Rajasthan High Court - Jodhpur
M/S Ancl & Co. (India) Pvt. Ltd vs M/S Rswm Ltd on 4 May, 2018
Author: Arun Bhansali
Bench: Arun Bhansali
HIGH COURT OF JUDICATURE FOR RAJASTHAN AT
JODHPUR
S.B. Arbitration Application No. 12 / 2016
ANCL & Co. (India) Pvt. Ltd. Having its registered office at 252-C,
1st floor, Sant Nagar, East of Kailash, New Delhi - 110065 through
its Managing Director Shri Sanjeev Khokha.
----Applicant
Versus
RSWM Ltd. (Unit LNJ Denim), having its Registered Office at
Kharigram, District Bhilwara, Rajasthan through General Manager
(Commercial).
----Respondent
_____________________________________________________
For Petitioner(s) : Mr. Udit Seth.
Mr. K.S. Lodha.
For Respondent(s) : Mr. O.P. Mehta.
_____________________________________________________
HON'BLE MR. JUSTICE ARUN BHANSALI
Order 04/05/2018 This application under Section 11 of the Arbitration & Conciliation Act, 1996 ('the Act') has been filed by the applicant - Company seeking appointment of an Arbitrator in accordance with the arbitration agreement between the applicant - Company and the respondent - Company.
It is, inter alia, indicated in the application that the applicant is a Company incorporated under the provisions of the Companies Act, 1956 having principal business of Civil, Sanitary & Water Supply Installation Works being Engineers, Builders and Contractors. It is contended that the applicant - Company entered into a contract dated 1.4.2011 with the respondent - Company for Civil, Sanitary & Water Supply Installation Works for expansion of its Denim Unit at Village - Mordi, District Banswara.
(2 of 9) [ARBAP-12/2016] It is claimed that the Clause-45 of the Contract contains the arbitration agreement between the parties.
A dispute arose between the parties resulting in exchange of correspondence filed as Annex.4 with the application. It is alleged that despite submission of final bill, the payment was not released, requisite gate passes were not issued and that certain Minutes of Meeting held on 4.2.2014 were got signed under duress, undue influence and coercion.

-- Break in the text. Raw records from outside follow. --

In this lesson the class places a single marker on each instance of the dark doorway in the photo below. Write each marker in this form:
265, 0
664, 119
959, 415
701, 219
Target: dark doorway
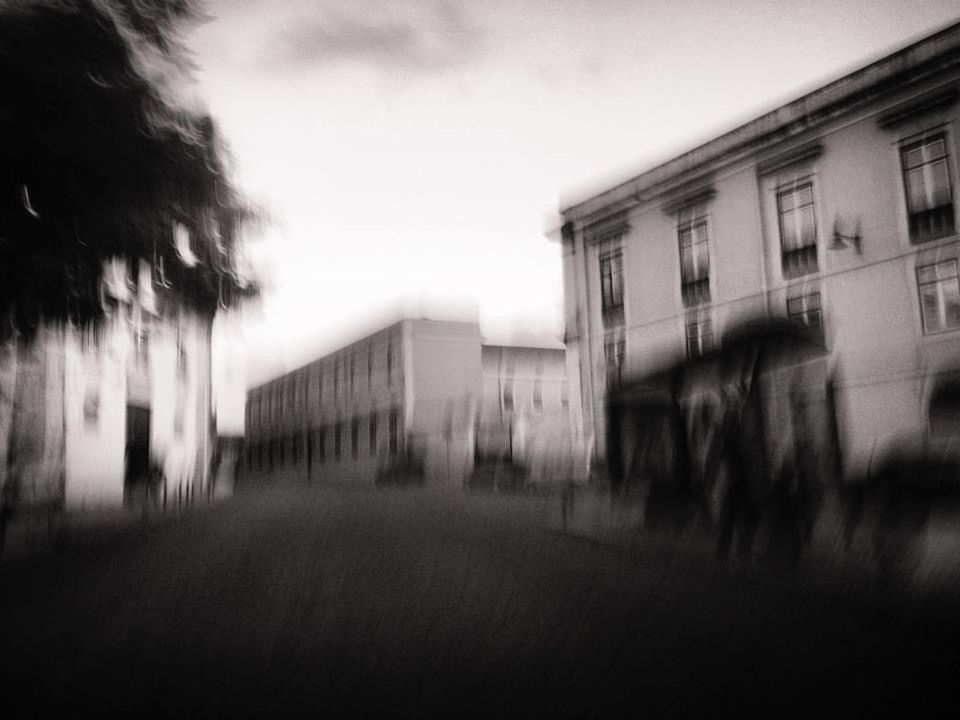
137, 453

Further submissions have been made that when the efforts made to resolve the issues, went in vain, the applicant by letter dated 18.10.2014 (Annex.7) called upon the respondent to either release the payment based on the claim submitted or the letter may be treated as invoking the arbitration clause provided in the agreement, which letter was responded vide Annex.8 relying on the Minutes of Meeting dated 4.2.2014.
Based on the above facts, the appointment of Arbitrator has been prayed for, as noticed hereinbefore.
The respondent - Company filed its preliminary objections to the maintainability of the application. It is, inter alia, indicated that the requirements of arbitration agreement itself have not been fulfilled as notice was required to be given within 28 days after receiving the decision from the Architect, which has not been given within the time indicated.
Further submissions have been made that the applicant has failed to give out specific fact as to what was the duress, coercion or undue influence in signing the Minutes of Meeting dated 4.2.2014. It is denied that there is any dispute between the (3 of 9) [ARBAP-12/2016] parties, which could be referred to the arbitration.
Strong reliance has been placed on mails (Annex.R/2) indicating that the bill submitted is final and there is no pending claim. Based on the said submissions, it is prayed that the application be dismissed.
A rejoinder to the reply has been filed by the applicant placing on record a large number of documents indicating live dispute does exist between the parties and that the applicant was placed in a situation where it had no option but to sign the Minutes of Meeting dated 4.2.2014.
Learned counsel for the applicant submitted that the existence of arbitration agreement between the parties is not in dispute, which was promptly invoked by the applicant by issuing the notice dated 18.10.2014 (Annex.7). It was submitted that in terms of the provision of Section 11(6A) of the Act, this Court is required to confine itself to the examination of the existence of an arbitration agreement between the parties and the disputes, which are sought to be raised by the respondent, can only be examined by the Arbitrator.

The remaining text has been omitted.